[NO MAINTENANCE INTENDED] A PyTorch implementation of CapsNet architecture in the NIPS 2017 paper "Dynamic Routing Between Capsules".
A CUDA-enabled PyTorch implementation of CapsNet (Capsule Network) based on this paper: Sara Sabour, Nicholas Frosst, Geoffrey E Hinton. Dynamic Routing Between Capsules. NIPS 2017
The current test error is 0.21%
and the best test error is 0.20%
. The current test accuracy is 99.31%
and the best test accuracy is 99.32%
.
What is a Capsule
A Capsule is a group of neurons whose activity vector represents the instantiation parameters of a specific type of entity such as an object or object part.
You can learn more about Capsule Networks here.
Why another CapsNet implementation?
I wanted a decent PyTorch implementation of CapsNet and I couldn't find one at the point when I started. The goal of this implementation is focus to help newcomers learn and understand the CapsNet architecture and the idea of Capsules. The implementation is NOT focus on rigorous correctness of the results. In addition, the codes are not optimized for speed. To help us read and understand the codes easier, the codes comes with ample comments and the Python classes and functions are documented with Python docstring.
I will try my best to check and fix issues reported. Contributions are highly welcomed. If you find any bugs or errors in the codes, please do not hesitate to open an issue or a pull request. Thank you.
Status and Latest Updates:
See the CHANGELOG
Datasets
The model was trained on the standard MNIST data.
Note: you don't have to manually download, preprocess, and load the MNIST dataset as TorchVision will take care of this step for you.
I have tried using other datasets.

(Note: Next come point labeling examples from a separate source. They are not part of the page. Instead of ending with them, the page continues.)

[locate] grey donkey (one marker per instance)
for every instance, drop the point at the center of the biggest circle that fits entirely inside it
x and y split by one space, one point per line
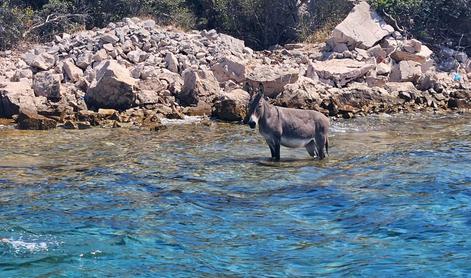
293 128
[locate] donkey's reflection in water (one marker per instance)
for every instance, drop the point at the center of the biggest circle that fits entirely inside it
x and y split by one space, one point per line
293 128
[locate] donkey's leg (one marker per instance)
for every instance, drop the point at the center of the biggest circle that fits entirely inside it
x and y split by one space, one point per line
320 143
311 148
272 148
277 150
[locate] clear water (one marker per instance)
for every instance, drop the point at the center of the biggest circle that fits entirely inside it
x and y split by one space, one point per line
392 200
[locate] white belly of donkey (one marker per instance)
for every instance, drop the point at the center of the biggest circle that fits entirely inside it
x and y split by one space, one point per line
294 142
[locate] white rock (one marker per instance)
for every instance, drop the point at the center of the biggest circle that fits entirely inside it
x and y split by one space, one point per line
73 72
362 28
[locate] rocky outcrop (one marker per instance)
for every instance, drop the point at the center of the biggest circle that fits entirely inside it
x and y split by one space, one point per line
28 119
274 79
199 86
145 72
229 68
15 96
232 106
342 71
113 87
47 84
362 28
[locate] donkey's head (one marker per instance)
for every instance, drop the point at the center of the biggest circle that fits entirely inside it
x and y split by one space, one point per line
255 106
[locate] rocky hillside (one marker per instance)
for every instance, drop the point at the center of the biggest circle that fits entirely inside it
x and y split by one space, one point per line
135 73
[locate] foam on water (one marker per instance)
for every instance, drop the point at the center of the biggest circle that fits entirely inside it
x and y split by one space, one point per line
393 199
185 120
20 246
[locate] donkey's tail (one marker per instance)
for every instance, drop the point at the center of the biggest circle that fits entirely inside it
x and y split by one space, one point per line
327 145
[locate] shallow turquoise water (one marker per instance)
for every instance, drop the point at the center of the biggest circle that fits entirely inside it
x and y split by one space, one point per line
392 200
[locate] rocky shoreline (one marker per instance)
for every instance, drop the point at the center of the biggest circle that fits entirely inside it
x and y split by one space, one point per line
135 73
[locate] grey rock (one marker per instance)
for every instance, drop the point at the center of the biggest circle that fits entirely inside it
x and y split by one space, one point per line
113 87
47 84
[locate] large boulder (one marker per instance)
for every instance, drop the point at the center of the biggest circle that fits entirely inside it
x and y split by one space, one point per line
73 72
47 84
274 79
15 96
302 94
420 57
229 68
172 81
342 71
43 61
362 28
232 106
171 62
29 119
405 71
199 86
113 87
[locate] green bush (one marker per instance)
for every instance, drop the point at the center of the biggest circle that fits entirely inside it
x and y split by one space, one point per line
261 23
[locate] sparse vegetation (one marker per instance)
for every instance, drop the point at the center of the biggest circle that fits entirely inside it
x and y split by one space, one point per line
261 23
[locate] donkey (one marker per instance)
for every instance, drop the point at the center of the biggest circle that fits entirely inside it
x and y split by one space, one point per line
293 128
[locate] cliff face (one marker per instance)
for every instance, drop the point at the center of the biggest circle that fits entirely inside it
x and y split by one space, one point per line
135 72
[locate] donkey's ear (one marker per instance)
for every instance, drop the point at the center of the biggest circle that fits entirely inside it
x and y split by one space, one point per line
261 88
248 88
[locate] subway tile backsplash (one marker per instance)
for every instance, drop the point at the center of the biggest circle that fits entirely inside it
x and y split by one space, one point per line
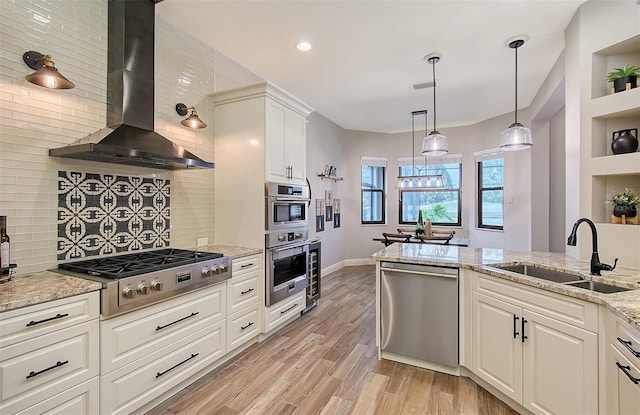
106 214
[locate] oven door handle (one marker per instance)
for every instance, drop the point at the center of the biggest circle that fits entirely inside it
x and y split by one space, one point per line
285 248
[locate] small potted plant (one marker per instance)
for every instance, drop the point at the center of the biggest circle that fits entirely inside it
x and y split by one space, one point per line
624 204
623 76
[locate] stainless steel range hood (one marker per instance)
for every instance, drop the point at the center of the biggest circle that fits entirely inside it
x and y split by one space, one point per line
130 138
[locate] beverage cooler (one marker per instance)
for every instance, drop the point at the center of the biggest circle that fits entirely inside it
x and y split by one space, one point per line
313 290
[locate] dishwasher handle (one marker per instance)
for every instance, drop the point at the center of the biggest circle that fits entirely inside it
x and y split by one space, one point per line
421 273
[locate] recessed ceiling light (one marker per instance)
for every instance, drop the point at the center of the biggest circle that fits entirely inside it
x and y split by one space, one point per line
303 46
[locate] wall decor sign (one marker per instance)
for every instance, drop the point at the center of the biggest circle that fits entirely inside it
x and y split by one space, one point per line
319 215
336 213
101 214
328 205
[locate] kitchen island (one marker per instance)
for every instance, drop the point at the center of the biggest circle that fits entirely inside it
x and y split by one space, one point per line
540 345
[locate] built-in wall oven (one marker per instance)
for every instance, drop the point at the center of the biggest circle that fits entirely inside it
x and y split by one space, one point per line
287 256
286 206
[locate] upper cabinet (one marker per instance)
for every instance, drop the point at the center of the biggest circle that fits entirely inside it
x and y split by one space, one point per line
286 151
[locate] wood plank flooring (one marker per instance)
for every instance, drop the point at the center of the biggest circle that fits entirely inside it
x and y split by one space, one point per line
326 363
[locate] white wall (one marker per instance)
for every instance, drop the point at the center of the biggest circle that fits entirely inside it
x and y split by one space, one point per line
325 143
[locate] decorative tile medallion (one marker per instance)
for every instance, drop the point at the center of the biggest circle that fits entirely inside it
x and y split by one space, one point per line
101 214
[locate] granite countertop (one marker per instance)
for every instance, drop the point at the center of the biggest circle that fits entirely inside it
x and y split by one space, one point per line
40 287
624 304
231 251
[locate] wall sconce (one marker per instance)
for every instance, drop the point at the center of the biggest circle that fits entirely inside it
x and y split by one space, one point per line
45 74
192 121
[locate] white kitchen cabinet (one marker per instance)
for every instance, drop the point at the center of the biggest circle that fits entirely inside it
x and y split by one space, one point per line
244 301
538 348
48 350
621 368
148 352
285 144
260 135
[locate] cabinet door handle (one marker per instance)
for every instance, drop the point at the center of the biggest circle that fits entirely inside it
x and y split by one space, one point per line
289 309
193 355
625 370
627 344
177 321
57 316
33 374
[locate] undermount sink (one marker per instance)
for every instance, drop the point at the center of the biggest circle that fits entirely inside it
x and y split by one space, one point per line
542 273
563 278
599 287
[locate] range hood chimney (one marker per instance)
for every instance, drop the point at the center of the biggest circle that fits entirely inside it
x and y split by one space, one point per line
130 137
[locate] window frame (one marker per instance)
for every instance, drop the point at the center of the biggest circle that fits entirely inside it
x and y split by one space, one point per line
481 190
382 193
458 190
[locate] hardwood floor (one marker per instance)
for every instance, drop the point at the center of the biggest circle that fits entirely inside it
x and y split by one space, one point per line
326 363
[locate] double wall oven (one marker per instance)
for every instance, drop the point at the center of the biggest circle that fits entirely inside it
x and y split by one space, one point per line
286 240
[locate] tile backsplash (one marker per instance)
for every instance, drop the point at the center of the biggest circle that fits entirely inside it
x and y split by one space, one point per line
105 214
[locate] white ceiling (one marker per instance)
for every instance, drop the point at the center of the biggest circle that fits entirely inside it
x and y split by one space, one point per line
366 54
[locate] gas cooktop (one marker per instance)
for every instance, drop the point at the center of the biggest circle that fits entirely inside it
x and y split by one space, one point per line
127 265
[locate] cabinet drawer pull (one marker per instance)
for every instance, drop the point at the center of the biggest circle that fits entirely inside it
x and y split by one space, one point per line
289 309
177 321
627 344
57 316
625 370
34 374
193 355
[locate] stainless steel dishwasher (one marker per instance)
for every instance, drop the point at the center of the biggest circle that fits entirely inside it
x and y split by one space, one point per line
419 312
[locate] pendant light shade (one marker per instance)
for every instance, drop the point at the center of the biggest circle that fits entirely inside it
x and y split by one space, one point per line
422 182
517 136
192 121
434 144
46 74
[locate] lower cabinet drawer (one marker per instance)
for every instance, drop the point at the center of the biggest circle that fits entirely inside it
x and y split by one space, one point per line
83 399
283 311
37 369
243 326
125 390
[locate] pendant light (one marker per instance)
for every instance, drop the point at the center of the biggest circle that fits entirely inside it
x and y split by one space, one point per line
192 121
428 181
45 74
434 144
517 136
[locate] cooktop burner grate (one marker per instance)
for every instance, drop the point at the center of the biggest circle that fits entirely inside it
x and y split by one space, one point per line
127 265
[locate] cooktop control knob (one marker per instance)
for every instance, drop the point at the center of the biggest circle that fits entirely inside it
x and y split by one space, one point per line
128 293
143 288
156 285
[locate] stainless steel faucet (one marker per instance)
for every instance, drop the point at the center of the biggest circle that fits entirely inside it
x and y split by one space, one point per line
596 265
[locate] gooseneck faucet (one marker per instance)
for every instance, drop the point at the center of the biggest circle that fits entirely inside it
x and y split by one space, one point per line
596 265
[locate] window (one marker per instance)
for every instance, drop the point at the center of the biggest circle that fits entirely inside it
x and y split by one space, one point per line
373 179
490 193
441 206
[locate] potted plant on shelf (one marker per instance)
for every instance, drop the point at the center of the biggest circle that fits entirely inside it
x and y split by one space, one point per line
623 76
624 206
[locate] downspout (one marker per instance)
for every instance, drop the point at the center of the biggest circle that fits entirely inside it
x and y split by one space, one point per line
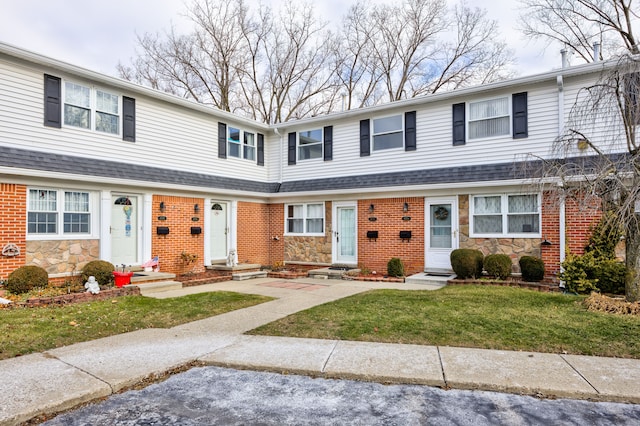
562 213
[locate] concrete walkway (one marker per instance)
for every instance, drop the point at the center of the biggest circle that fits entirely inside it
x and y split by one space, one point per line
62 378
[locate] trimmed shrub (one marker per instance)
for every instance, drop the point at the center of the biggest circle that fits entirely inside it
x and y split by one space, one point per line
532 268
498 265
101 269
467 263
395 268
587 273
25 278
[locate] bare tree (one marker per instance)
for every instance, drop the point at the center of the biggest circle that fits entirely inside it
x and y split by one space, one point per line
598 156
275 66
417 47
577 24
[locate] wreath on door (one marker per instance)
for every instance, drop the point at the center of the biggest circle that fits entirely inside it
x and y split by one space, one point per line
441 213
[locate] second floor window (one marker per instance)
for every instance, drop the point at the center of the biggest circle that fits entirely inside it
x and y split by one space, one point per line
91 109
388 133
489 118
241 144
310 144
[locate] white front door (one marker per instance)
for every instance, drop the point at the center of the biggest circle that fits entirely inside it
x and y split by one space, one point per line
345 243
219 238
441 222
125 241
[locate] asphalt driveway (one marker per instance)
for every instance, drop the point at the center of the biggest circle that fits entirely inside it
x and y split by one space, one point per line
220 396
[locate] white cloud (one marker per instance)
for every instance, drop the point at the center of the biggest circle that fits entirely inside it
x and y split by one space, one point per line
98 35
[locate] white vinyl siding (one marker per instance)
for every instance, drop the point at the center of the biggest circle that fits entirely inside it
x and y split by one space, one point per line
505 215
304 219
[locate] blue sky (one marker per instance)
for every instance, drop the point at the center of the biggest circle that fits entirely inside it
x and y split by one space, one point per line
97 35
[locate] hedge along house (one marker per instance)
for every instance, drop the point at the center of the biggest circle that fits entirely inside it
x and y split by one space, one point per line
94 167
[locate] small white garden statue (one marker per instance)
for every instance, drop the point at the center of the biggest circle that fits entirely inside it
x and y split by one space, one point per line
92 285
231 258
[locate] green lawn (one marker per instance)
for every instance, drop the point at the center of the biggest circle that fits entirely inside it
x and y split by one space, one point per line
27 330
469 316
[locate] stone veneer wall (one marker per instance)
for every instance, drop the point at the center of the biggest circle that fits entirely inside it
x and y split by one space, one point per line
514 247
62 256
311 249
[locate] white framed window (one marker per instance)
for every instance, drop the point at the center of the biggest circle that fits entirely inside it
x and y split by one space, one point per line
388 132
241 144
490 118
59 213
505 215
304 219
92 109
310 144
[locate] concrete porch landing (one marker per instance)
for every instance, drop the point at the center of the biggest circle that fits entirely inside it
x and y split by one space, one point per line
430 279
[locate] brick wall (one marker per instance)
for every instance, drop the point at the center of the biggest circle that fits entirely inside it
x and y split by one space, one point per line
13 225
374 254
581 215
550 254
311 250
179 212
254 233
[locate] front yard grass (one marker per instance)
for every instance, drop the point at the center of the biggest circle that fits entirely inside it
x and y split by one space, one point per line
469 316
28 330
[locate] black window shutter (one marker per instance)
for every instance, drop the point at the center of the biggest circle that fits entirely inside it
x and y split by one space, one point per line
365 138
520 125
128 119
222 140
52 101
458 124
410 131
260 149
328 143
292 148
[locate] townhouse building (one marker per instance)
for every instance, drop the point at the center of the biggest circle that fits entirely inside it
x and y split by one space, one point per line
95 167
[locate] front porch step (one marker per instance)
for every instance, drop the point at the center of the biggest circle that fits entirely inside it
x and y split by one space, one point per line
158 286
241 276
141 277
435 280
329 273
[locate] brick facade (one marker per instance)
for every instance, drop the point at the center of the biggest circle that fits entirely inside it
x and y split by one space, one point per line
179 213
374 254
13 225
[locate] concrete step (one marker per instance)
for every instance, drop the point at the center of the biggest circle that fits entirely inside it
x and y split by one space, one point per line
425 278
241 276
158 286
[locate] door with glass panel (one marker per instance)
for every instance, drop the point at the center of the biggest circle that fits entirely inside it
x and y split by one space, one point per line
219 238
441 221
124 230
345 243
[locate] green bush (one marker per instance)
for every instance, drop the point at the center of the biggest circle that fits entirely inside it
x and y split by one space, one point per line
101 269
498 265
25 278
467 263
395 268
587 273
532 268
611 276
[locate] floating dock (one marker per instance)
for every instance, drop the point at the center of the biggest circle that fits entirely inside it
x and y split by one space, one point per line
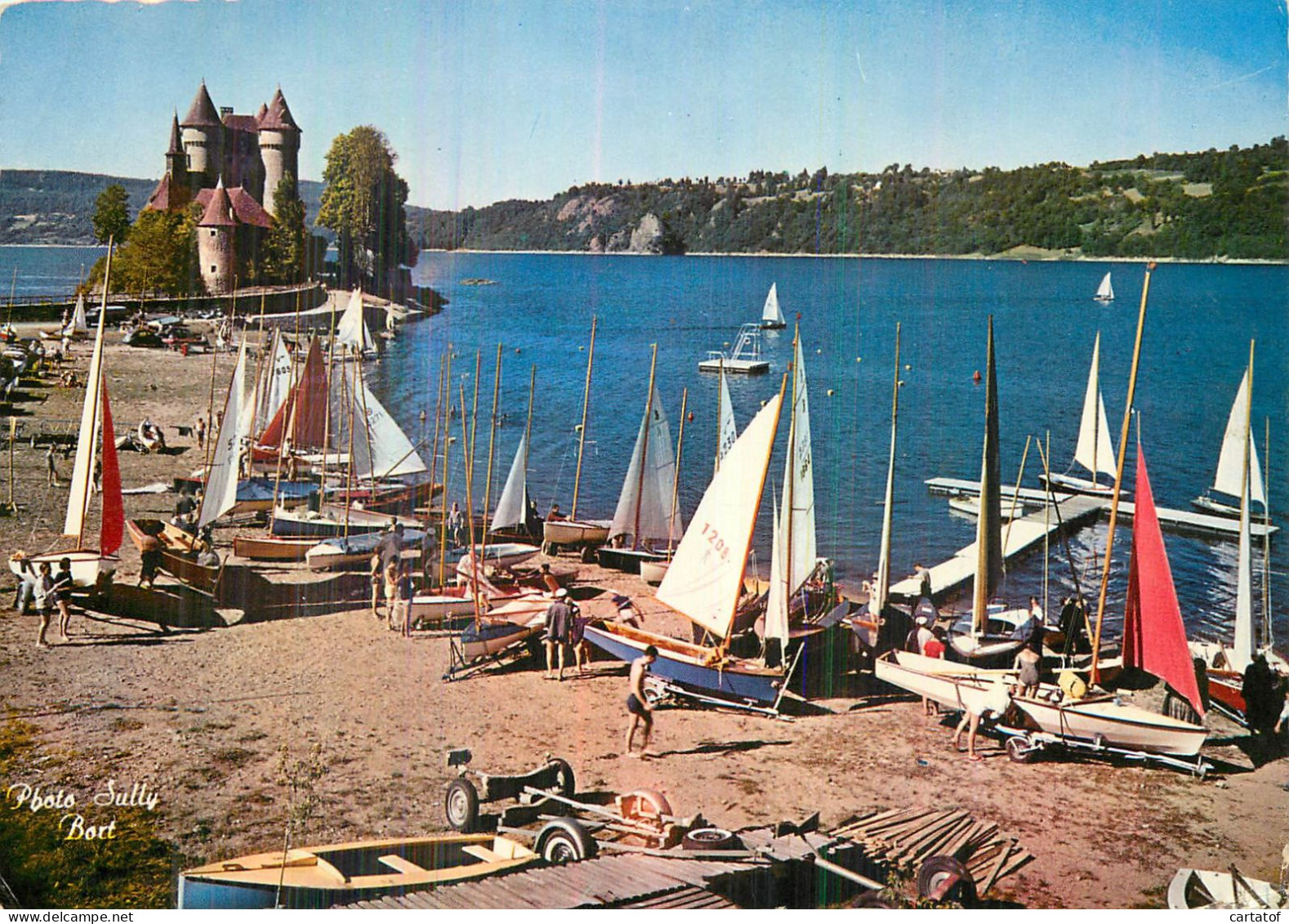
1175 521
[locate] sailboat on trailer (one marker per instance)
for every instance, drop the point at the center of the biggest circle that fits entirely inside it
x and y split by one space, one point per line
1095 450
1226 665
985 637
91 566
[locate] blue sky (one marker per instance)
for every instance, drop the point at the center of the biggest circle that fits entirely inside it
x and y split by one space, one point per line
490 100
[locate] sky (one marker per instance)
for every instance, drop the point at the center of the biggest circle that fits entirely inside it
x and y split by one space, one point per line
521 100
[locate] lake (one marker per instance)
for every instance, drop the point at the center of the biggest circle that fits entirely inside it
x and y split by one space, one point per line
539 307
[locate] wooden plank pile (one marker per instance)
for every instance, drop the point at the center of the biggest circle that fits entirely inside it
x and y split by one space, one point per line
912 835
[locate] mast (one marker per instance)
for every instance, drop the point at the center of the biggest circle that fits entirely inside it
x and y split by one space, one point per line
586 405
676 475
640 481
1119 475
883 587
492 440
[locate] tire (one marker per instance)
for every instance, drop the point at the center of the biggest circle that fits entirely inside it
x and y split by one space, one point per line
1019 750
462 806
934 875
566 783
711 839
564 841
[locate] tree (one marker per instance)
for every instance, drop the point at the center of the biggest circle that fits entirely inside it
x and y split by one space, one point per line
364 204
113 214
288 243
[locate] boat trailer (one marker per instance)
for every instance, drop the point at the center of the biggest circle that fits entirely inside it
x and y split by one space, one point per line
1024 745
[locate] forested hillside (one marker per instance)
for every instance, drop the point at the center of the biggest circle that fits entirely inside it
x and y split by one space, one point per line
1215 204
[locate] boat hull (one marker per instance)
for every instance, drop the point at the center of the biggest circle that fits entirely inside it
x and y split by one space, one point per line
684 664
573 533
88 565
341 874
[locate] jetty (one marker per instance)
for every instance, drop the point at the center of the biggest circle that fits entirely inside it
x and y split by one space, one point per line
1077 511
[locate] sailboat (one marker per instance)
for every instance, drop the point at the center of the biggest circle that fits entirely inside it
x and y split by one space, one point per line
573 533
705 580
1239 475
644 513
1154 641
91 566
1105 292
1231 477
985 636
773 316
1095 450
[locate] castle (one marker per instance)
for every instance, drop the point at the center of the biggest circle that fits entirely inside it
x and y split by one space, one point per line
230 165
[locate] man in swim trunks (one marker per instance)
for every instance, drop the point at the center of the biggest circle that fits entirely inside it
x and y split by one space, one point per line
637 705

See the Other Datasets section below for more details.
keepdim
not available in this version.softmax
function doesn't takes a dimension.Step 1.
Clone this repository with git
and install project dependencies.
$ git clone https://github.com/cedrickchee/capsule-net-pytorch.git
$ cd capsule-net-pytorch
$ pip install -r requirements.txt
Step 2. Start the CapsNet on MNIST training and evaluation:
$ python main.py
$ CUDA_VISIBLE_DEVICES=0,1,2,3,4,5,6,7 python main.py --epochs 30 --num-routing 1 --threads 16 --batch-size 128 --test-batch-size 128
Step 3. Test a pre-trained model:
If you have trained a model in Step 2 above, then the weights for the trained model will be saved to results/trained_model/model_epoch_10.pth
. [WIP] Now just run the following command to get test results.
$ python main.py --is-training 0 --weights results/trained_model/model_epoch_10.pth
You can download the weights for the pre-trained model from my Google Drive. We saved the weights (model state dict) and the optimizer state for the model at the end of every training epoch.
Uncompress and put the weights (.pth files) into ./results/trained_model/
.
Note: the model was last trained on 2017-11-26 and the weights last updated on 2017-11-28.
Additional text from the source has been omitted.